そのために知っておいてほしいのが、次の「4つの対策」です。
2-1. 再度車検に通してバイクに乗る
・メリット
「うっかり期限を忘れていただけで、これまで通りライダーライフを楽しみたい」というのであれば、素直に車検を通すのが一番です。
バイクにも相性がありますから、「車検が切れたから、新しいバイクに乗り換えよう」とはいかないのがライダーの本音なはずです。
癖のあるバイクほど愛着がわきますし、同じタイプのバイクでもエンジン音やスタートの加速力は違います。だからこそバイクは最高の相棒なのです。
これからもあなたの相棒と一緒に走りを楽しみたいのであれば、やはり素直に車検に通してあげましょう。
・デメリット
公道を走れない状態なのですから、車検を通すにしても移動方法を確保しなければいけません。

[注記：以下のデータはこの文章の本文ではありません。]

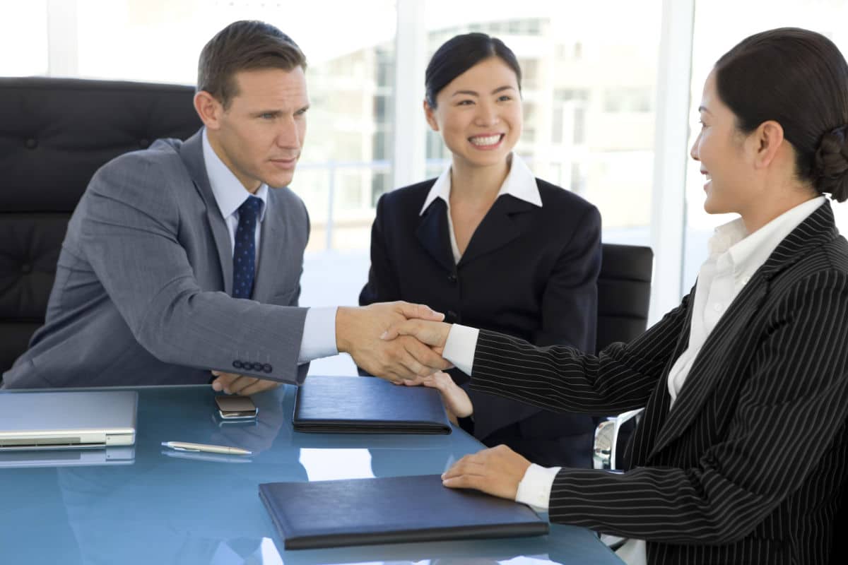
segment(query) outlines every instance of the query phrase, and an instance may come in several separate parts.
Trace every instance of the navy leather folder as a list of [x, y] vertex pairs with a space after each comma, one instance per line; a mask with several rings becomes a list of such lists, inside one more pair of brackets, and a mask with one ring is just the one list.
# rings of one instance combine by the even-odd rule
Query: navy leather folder
[[449, 434], [435, 389], [373, 377], [307, 377], [298, 387], [294, 429], [326, 434]]
[[529, 507], [438, 475], [259, 485], [285, 549], [543, 535]]

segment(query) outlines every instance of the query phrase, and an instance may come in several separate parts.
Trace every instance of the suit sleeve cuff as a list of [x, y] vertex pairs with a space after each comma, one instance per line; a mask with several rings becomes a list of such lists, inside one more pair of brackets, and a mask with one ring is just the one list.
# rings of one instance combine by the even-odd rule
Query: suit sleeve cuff
[[304, 335], [300, 341], [298, 364], [313, 359], [338, 355], [336, 348], [336, 310], [338, 307], [312, 307], [306, 311]]
[[477, 349], [480, 330], [466, 325], [454, 324], [448, 332], [442, 357], [454, 363], [454, 367], [471, 375], [474, 366], [474, 350]]
[[516, 501], [529, 504], [534, 510], [547, 510], [554, 479], [561, 468], [561, 467], [540, 467], [536, 463], [531, 463], [524, 473], [524, 478], [518, 483]]

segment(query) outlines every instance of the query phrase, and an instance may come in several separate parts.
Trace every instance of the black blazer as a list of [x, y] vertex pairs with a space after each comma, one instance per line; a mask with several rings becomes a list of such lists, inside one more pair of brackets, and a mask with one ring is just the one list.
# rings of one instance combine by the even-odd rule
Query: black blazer
[[563, 469], [554, 522], [644, 539], [652, 565], [827, 563], [848, 455], [848, 243], [830, 205], [742, 289], [669, 410], [693, 302], [598, 357], [481, 332], [471, 386], [561, 410], [647, 405], [633, 468]]
[[[537, 180], [542, 208], [502, 195], [455, 264], [447, 207], [435, 180], [383, 195], [371, 231], [371, 265], [360, 304], [405, 300], [446, 313], [447, 321], [486, 328], [538, 345], [594, 351], [600, 215], [572, 192]], [[452, 376], [460, 385], [468, 377]], [[505, 443], [534, 463], [591, 467], [594, 422], [469, 391], [468, 431]]]

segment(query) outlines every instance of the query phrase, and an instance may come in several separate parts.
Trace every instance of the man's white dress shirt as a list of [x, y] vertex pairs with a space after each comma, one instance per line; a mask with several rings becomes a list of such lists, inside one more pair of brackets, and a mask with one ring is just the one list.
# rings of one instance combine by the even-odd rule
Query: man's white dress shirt
[[[251, 195], [244, 188], [241, 181], [233, 174], [230, 168], [218, 157], [209, 144], [209, 136], [204, 129], [204, 163], [206, 165], [206, 175], [212, 187], [215, 203], [220, 210], [220, 215], [226, 222], [230, 232], [230, 245], [232, 252], [236, 249], [236, 229], [238, 227], [238, 207], [250, 196], [254, 196], [262, 201], [262, 211], [259, 221], [256, 222], [256, 268], [259, 269], [261, 260], [259, 250], [259, 239], [262, 236], [262, 220], [265, 219], [266, 202], [268, 200], [268, 185], [262, 185]], [[304, 335], [300, 340], [300, 352], [298, 355], [298, 363], [303, 364], [319, 357], [337, 355], [336, 348], [336, 307], [312, 307], [306, 311], [306, 319], [304, 322]]]
[[[689, 344], [668, 374], [672, 405], [689, 376], [692, 363], [728, 307], [768, 256], [793, 230], [825, 202], [824, 197], [808, 200], [784, 212], [748, 235], [741, 218], [716, 229], [710, 239], [710, 256], [700, 268], [695, 289]], [[444, 357], [466, 374], [471, 374], [479, 330], [455, 324], [444, 346]], [[532, 464], [518, 484], [516, 500], [547, 510], [554, 479], [561, 468]], [[629, 565], [644, 562], [644, 542], [631, 540], [619, 550]]]

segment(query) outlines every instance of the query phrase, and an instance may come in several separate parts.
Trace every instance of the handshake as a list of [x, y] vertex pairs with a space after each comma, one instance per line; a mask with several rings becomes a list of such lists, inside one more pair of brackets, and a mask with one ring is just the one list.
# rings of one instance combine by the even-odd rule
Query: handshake
[[442, 357], [450, 330], [444, 319], [427, 306], [404, 302], [340, 307], [336, 343], [375, 376], [396, 384], [416, 381], [451, 367]]
[[339, 307], [336, 314], [336, 342], [339, 352], [350, 353], [356, 364], [395, 385], [423, 385], [437, 389], [448, 416], [473, 413], [468, 395], [450, 375], [443, 373], [450, 363], [442, 357], [450, 324], [444, 315], [423, 304], [383, 302], [365, 307]]
[[[451, 366], [441, 356], [450, 330], [444, 319], [427, 306], [404, 302], [339, 307], [336, 346], [373, 375], [399, 385], [430, 384], [432, 379], [422, 379]], [[212, 388], [227, 394], [249, 396], [279, 385], [222, 371], [212, 375]]]

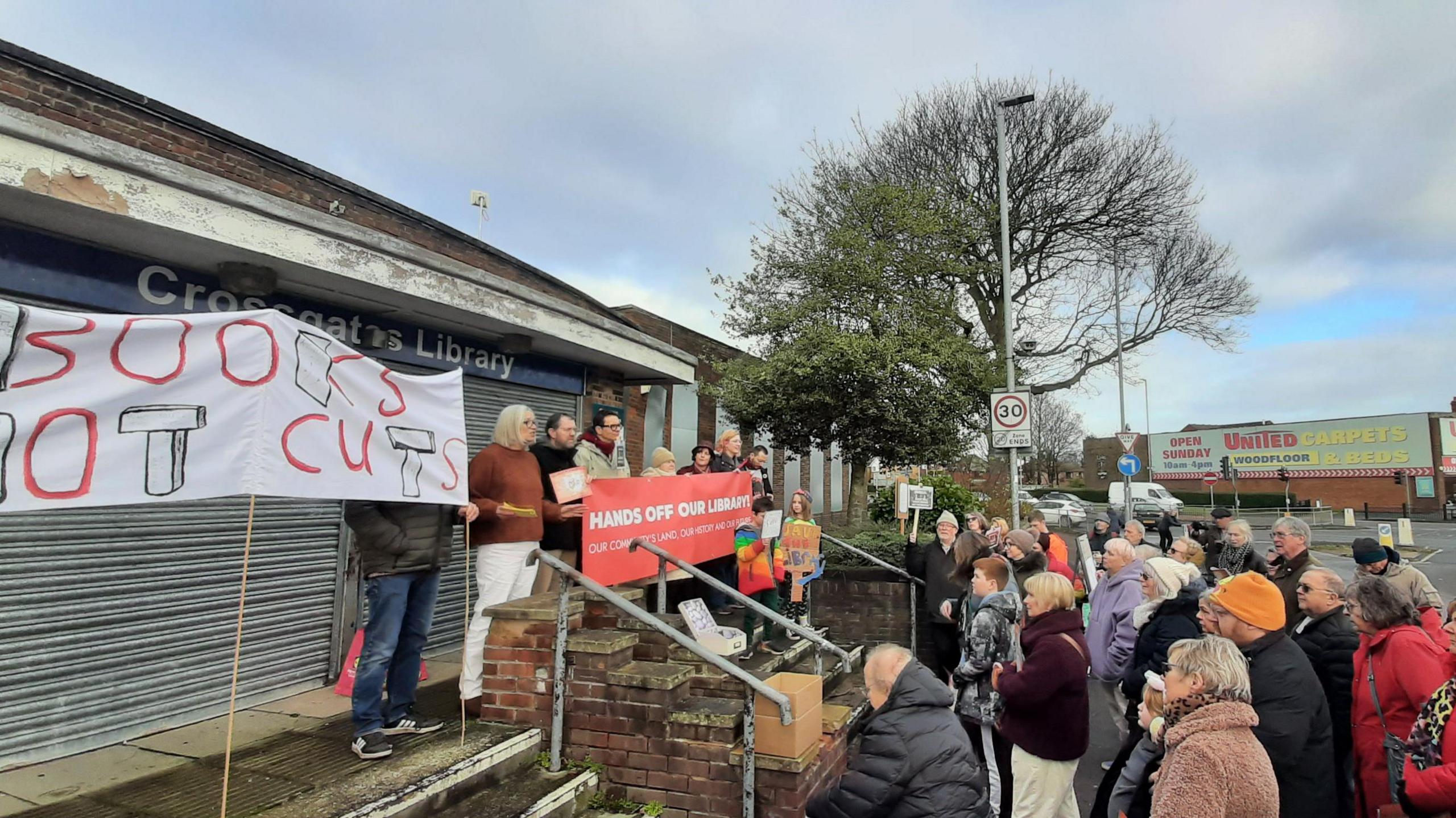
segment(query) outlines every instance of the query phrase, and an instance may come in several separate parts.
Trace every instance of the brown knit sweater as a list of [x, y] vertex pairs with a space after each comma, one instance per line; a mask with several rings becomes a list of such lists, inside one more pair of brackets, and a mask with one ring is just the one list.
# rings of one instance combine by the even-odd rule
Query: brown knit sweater
[[[545, 496], [536, 456], [498, 442], [470, 460], [470, 502], [480, 507], [480, 518], [470, 524], [472, 546], [539, 543], [543, 523], [562, 521], [561, 507]], [[534, 508], [536, 517], [496, 517], [495, 509], [502, 502]]]

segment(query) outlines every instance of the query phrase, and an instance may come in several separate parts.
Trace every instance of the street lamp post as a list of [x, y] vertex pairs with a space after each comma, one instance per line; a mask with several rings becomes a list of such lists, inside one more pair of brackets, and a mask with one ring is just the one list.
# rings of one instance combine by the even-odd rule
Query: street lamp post
[[[1118, 266], [1121, 259], [1117, 256], [1117, 247], [1112, 249], [1112, 309], [1115, 316], [1112, 323], [1117, 325], [1117, 415], [1118, 415], [1118, 431], [1127, 431], [1127, 400], [1123, 396], [1123, 386], [1127, 383], [1123, 377], [1123, 271]], [[1131, 518], [1133, 515], [1133, 476], [1123, 474], [1123, 517]]]
[[[1006, 392], [1016, 390], [1016, 362], [1012, 346], [1012, 311], [1010, 311], [1010, 215], [1006, 211], [1006, 109], [1025, 105], [1035, 99], [1034, 95], [1013, 96], [996, 103], [996, 186], [1000, 191], [1002, 217], [1002, 323], [1006, 326]], [[1021, 476], [1016, 473], [1016, 450], [1006, 450], [1006, 463], [1010, 472], [1010, 524], [1021, 528]]]

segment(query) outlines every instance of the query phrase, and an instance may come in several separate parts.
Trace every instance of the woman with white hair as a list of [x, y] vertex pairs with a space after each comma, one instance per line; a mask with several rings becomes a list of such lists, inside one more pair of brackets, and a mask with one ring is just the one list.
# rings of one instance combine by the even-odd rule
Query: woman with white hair
[[[530, 406], [501, 409], [491, 445], [470, 460], [470, 502], [480, 518], [470, 530], [475, 578], [479, 587], [475, 616], [464, 635], [460, 699], [466, 712], [480, 715], [485, 639], [491, 633], [491, 605], [529, 597], [537, 566], [526, 557], [540, 547], [542, 524], [579, 520], [585, 505], [556, 505], [546, 499], [542, 469], [529, 451], [536, 442], [536, 413]], [[549, 569], [547, 569], [549, 571]]]
[[1198, 573], [1191, 565], [1165, 556], [1143, 560], [1143, 603], [1133, 608], [1137, 642], [1133, 659], [1123, 671], [1123, 694], [1128, 702], [1127, 720], [1137, 731], [1137, 703], [1143, 700], [1147, 671], [1163, 672], [1168, 648], [1179, 639], [1194, 639], [1198, 626], [1198, 591], [1190, 582]]
[[1153, 785], [1153, 818], [1278, 815], [1278, 782], [1254, 738], [1249, 664], [1222, 636], [1168, 649], [1163, 674], [1166, 755]]
[[[1248, 520], [1235, 520], [1223, 531], [1223, 550], [1213, 566], [1214, 579], [1254, 571], [1268, 576], [1268, 562], [1254, 549], [1254, 528]], [[1210, 582], [1211, 585], [1211, 582]]]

無料でバイクショップが引き取りに来てくれるのならばよいですが、トラックなどバイクを積み込める車を準備する必要があるため別途費用を請求されます。
もちろんエンジンをかけなければ公道を通ることは出来ませんが、手で押して車検場またはバイクショップに持ち込むのはかなり体への負担がかかります。
2-2. そのままバイクを売る
・メリット
週末だけの楽しみであれば、車検が切れたのをきっかけに思い切ってバイクを売ってしまうのも一つの方法です。
状態が良ければあなたが思っている以上の査定を出してもらうこともできますし、その分税金等バイクの維持費にかかる費用をカットすることが出来ます。
・デメリット
一度手放してしまうと、次にバイクを購入しようという気持ちになかなかならないのがバイクです。車なら通勤・通学のほかに家族でレジャーに出かける時にも使えますが、バイクの場合は定員が1~2名と限定されます。
それだけにバイクは、家族構成やライフスタイルが変わっていくとどうしても車よりも優先度が下がってしまいます。
だから一度手放してしまうと、バイクから遠ざかってしまう傾向が強いです。
2-3. 名義変更をして譲る
・メリット
せっかく手入れをしてこれまで大事に乗ってきたバイクです。だからこそ全くの他人の手に渡るより気心の知れた友人などに譲った方が、ライダーの本音からいえば嬉しいはずです。
しかも譲る相手が友人であれば、たとえあなたが所有者でなくなったとしてもタイミングさえ合えば相棒だったバイクに会いに行くこともできます。
・デメリット
同じバイク仲間だとしても、人それぞれ好みのバイクは違います。
またバイクは乗り手の癖によってかなり個性が出やすいですから、いくら友人であってもあなたと同じようなタイプのライダーでなければそう簡単に引き取ってはもらえません。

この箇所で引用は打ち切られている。